The enlarged islets show abnormalities in mitochondrial morphology and function. (a) A schematic view of the tricarboxylic acid (TCA) cycle and malate‐aspartate (MA) shuttle. Metabolites are shown in black; and proteins are shown in red. (b) Expression levels of genes associated with the TCA cycle and MA shuttle. Messenger ribonucleic acid (mRNA) expression levels are presented as fold‐change relative to those of fa/+ rats at 8 weeks‐of‐age (n = 3). The data are expressed as the mean ± standard error of the mean. Holm’s method was used for evaluation of statistical significance. *P < 0.05; **P < 0.01. (c) Metabolites associated with the TCA cycle and MA shuttle. Contents of metabolites are presented as fold‐change relative to those under low glucose (2.8 mmol/L) condition (n = 3).

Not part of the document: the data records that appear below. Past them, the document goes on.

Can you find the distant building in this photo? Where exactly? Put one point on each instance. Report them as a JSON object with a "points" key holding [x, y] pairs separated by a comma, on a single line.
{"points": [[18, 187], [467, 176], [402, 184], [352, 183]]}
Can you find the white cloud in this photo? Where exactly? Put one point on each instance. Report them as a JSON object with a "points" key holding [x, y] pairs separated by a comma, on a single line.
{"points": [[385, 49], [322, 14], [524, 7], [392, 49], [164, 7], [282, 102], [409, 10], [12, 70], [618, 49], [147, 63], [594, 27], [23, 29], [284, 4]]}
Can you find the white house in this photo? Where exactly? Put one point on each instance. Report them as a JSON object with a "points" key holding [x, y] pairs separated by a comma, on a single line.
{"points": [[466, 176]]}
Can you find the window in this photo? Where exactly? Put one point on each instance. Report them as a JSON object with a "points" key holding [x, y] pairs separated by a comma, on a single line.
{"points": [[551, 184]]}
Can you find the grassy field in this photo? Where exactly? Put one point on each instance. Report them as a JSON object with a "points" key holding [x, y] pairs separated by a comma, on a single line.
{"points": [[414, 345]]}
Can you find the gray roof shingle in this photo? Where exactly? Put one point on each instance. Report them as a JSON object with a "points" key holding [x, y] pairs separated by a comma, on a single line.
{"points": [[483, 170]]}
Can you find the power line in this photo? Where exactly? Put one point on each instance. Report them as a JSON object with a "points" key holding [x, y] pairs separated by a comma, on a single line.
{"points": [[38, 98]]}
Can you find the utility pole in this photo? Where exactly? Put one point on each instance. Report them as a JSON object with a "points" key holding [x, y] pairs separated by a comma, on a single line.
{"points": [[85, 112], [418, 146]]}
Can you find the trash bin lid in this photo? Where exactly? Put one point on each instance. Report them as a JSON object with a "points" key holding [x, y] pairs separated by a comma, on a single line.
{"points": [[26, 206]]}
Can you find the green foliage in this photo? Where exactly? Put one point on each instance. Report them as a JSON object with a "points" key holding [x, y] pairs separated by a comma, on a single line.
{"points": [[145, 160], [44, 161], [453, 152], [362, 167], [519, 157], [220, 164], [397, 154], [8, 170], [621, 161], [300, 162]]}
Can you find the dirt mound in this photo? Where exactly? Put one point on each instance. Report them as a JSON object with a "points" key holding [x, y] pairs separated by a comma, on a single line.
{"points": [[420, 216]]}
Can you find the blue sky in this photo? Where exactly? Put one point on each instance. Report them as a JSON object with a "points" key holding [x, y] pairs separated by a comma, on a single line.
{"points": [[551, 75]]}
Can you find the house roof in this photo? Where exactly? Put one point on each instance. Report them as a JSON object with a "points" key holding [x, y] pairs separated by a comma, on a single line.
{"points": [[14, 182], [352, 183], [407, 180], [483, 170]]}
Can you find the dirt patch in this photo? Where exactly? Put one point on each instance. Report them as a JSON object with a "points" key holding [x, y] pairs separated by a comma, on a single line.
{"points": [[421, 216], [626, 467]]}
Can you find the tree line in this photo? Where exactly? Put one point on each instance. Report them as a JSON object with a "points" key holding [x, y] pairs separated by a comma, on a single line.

The data are expressed as the mean ± standard error of the mean. Holm’s method was used for evaluation of statistical significance. *P < 0.05. (d) The percentages of swollen and ruptured mitochondria (n = 3 each). The data are expressed as the mean ± standard error of the mean. Holm’s method was used for evaluation of statistical significance. *P < 0.05; **P < 0.01. (e) The oxygen consumption rate (OCR) of Zucker fatty diabetes mellitus islets. The OCR values obtained under high‐glucose (12 mmol/L) condition are presented as fold‐change relative to those under low‐glucose (3 mmol/L) condition (left), and are also presented as the area under the curve (AUC) during high‐glucose stimulation (right; n = 3–4). The data are expressed as the mean ± standard error of the mean. Holm’s method was used for evaluation of statistical significance. *P < 0.05. Aco2, aconitase 2; Idh2, isocitrate dehydrogenase (NADP(+)) 2; Suclg1, succinate‐CoA ligase GDP/ADP‐forming subunit alpha; Fh, fumarate hydratase; Got1, glutamic‐oxaloacetic transaminase 1; Got2, glutamic‐oxaloacetic transaminase 2; Mdh1, malate dehydrogenase 1; Mdh2, malate dehydrogenase 2.